After a St Louis reliever by the name of Evan Maclane kept it a 4-0 deficit with one inning of scoreless work (the only complete big league inning he'd ever pitch) - the Redbirds started working on getting back into this game in their half of the eighth, with Schlichting still on the mound for LA. Brendan Ryan coaxed a lead-off walk - but Lopez, trying to atone for his error that handed the Dodgers two unearned runs in the seventh - tried too hard - flying out to left for the first out of the inning. After Jon Jay drew the second free pass off Travis, Justin Miller came in from the bullpen to pitch to the young rookie - Allen Craig - who was playing first base today, as Pujols was given a rare day off - at least as a starter.

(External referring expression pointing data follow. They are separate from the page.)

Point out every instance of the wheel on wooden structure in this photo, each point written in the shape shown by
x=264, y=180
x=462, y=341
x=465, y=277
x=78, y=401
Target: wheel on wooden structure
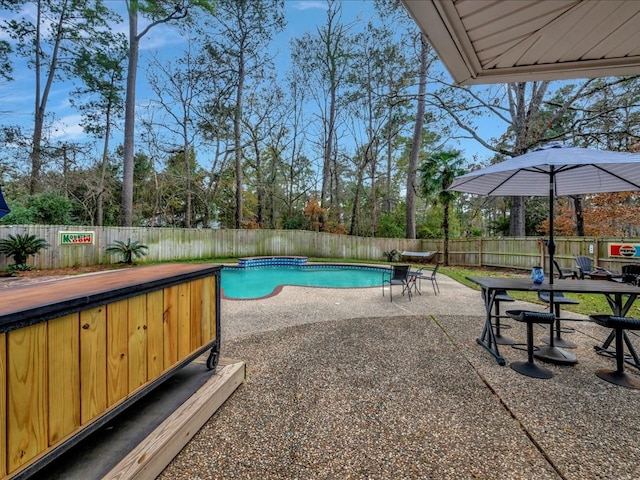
x=212, y=360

Craig was off to a horrendous start to his major league career, but this game was the turning point for him. With one swing of the bat, the four run deficit was cut in half, as Craig scored both Ryan and Jay with a double down the left field line. Manager Joe Torre sensed this one getting away from him, and quickly brought in the veteran Jonathan Broxton to pitch to Matt Holliday - who flew out to right field for the second out of the inning. However, Randy Winn - whose lead-off double the inning before was wasted, promptly brought Craig home with a single to right field - making it a 4-3 game now. There was more drama in this inning, but no more scoring. After Skip Schumaker walked, LaRussa sent Albert Pujols in as a pinch hitter for catcher Jason LaRue - but he grounded out to short to end the inning. However, the Redbirds were back in it - and LaRue's defensive replacement behind the plate would ignite the game winning rally in the ninth-inning.

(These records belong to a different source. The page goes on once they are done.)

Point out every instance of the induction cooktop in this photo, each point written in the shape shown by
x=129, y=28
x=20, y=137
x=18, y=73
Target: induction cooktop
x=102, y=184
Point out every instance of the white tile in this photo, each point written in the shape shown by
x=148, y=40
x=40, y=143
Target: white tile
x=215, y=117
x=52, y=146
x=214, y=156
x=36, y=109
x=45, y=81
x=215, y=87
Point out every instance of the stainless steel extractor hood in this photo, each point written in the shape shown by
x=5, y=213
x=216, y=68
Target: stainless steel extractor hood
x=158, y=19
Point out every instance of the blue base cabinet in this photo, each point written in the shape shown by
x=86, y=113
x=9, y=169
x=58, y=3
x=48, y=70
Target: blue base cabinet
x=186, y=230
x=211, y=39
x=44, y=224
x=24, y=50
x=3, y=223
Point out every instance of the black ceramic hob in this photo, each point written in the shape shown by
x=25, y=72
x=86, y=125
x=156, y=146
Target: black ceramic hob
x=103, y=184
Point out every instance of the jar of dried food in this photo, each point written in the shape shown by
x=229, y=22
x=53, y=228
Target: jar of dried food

After Ryan Franklin pitched a scoreless ninth-inning for St Louis, all he had to do was sit back and enjoy the final stage of the Cardinal comeback. Yadier Molina - just in the game - led-off the bottom of the ninth with a single to right field. After Ryan bunted him down to second, Lopez again tried to atone for his two-run error by hitting a walk-off two-run home run. He almost did it, but his fly ball deep to left field was hauled in at the warning track, for the second out in the inning.

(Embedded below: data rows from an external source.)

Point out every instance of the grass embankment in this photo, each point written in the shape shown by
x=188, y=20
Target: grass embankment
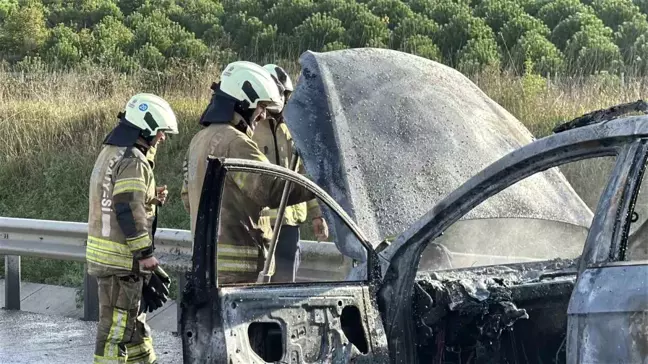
x=53, y=124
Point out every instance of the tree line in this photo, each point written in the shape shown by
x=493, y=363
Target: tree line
x=538, y=36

Jay drew another base on balls, putting runners on first and second - for a relaxed and confident Allen Craig - enjoying the best day of his brief major league career. Allen lined a single to center, scoring Molina with the tying run. With the winning run now on second base, Matt Holliday - who had been having a tough day to this point - promptly ended it with a base hit to right. As Jay streaked home with the game-winning run, the Redbirds had completed the four-game sweep - and were still in first place (51-41) in the NL Central - a half game ahead of the Cincinnati Reds.
Unfortunately for the Cardinals, they would finish the season with a dismal 35-35 record, to finish five games behind the Reds. Inexplicably, their season record against five sub-.500 teams (Cubs, Astros, Brewers, Marlins and Royals) was 21-32. Their worst offense was losing ten out of fifteen games against the hapless Houston Astros. This would shape up to be one of the most frustrating seasons in recent memory - when the Cardinals seemed to have plenty of talent to go deep into the postseason - but they never got there.
As 2010 ended in disappointment for Cardinal fans, 2011 would be quite a different story, altogether. "2011 would be quite a different story!" (If you get it, you know this is a gag from the movie, Airplane!) If you don't get it, and find it offensive, please head over to your favorite social media site to voice your concerns, pipe shot.